Key Takeaways
- Official data on wages shows that pay raises have more than kept up with inflation in 2024, but in a survey of workers, fewer employees were happy with their pay than last year.
- Workers felt secure in their jobs, consistent with government data showing layoffs are low.
- The data painted a portrait of a stable, perhaps stagnant job market as the economy comes in for a “soft landing” after the high inflation of 2021 and 2022.
Does your paycheck go as far as it used to? Average pay is outpacing inflation according to official data, but many individual workers feel left behind.
Going by official statistics, “real” wages have risen this year because pay raises have been higher than inflation. As of November, average hourly earnings had risen 4% over the previous 12 months, faster than the 2.7% rise in the cost of living (as measured by the Consumer Price Index) over the same period, the Bureau of Labor Statistics said in a report Wednesday.
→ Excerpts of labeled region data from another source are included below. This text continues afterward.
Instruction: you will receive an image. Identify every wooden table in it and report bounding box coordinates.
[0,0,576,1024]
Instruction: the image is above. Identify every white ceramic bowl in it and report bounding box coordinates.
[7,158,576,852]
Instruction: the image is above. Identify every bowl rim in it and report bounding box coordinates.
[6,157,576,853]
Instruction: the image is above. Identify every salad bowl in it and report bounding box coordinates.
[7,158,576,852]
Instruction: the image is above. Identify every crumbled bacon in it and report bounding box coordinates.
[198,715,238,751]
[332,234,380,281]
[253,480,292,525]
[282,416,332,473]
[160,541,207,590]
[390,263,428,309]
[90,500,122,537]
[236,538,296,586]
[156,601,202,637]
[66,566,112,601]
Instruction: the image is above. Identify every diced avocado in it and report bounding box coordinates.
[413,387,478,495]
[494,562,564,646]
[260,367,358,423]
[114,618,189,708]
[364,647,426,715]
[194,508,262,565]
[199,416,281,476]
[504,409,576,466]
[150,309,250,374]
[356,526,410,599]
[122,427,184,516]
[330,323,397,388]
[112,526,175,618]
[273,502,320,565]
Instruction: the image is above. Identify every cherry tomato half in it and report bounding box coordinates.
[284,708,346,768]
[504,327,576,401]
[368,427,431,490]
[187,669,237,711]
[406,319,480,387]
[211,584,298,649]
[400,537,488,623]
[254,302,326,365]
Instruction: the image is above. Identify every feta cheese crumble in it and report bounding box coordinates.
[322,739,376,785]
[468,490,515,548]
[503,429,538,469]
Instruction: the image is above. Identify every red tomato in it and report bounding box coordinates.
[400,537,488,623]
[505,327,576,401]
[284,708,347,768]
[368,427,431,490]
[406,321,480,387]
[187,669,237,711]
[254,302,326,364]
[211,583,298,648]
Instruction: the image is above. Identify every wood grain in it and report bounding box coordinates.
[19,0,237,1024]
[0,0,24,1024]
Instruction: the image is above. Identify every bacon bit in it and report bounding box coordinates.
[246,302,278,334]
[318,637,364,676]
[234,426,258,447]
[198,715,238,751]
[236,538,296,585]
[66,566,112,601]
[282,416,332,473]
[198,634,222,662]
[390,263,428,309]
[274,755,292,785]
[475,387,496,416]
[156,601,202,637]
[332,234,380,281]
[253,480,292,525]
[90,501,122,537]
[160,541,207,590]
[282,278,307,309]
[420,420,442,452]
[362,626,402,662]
In other words, wages have gone up enough that a typical paycheck buys more stuff than it did a year ago, or even before the pandemic.
Worker Satisfaction With Pay Dips
But if you feel that’s not the case with your own paycheck, you’re not alone.
Only 30% of workers said they were “very satisfied” with their pay in an October survey released Tuesday by the Pew Research Center. That’s down from 34% a year ago. Among the 29% who said they were dissatisfied with their pay, 80% said it was not keeping up with inflation.
On other questions, the Pew survey was consistent with government data showing the labor market is stable for workers, but stagnant in terms of new opportunities. Job openings have fallen by more than a third since mid-2022, when workers were in high demand. Yet layoffs have remained near record lows, suggesting that employers are holding on to their workers, if not showering them with huge pay raises.
In the Pew survey of 5,273 U.S. adults, 69% of workers said they had at least a fair amount of job security, but 52% said they would find it difficult to get a new job. In 2022, only 37% said getting a new job would be hard.
Together, the two data sources painted a picture of a job market where workers are hanging on, but are no longer benefitting from the frenzied demand for labor that characterized the job market in 2022. Employers have pulled back on hiring as high interest rates set by the Federal Reserve have made loans more costly, in a deliberate bid to slow the economy and cool inflation.
With inflation now running closer to the Fed’s goal of a 2% annual rate, the central bank is cutting rates, hoping to achieve a “soft landing” where inflation subsides without the recession that has ensued in past cycles of inflation and anti-inflation rate hikes.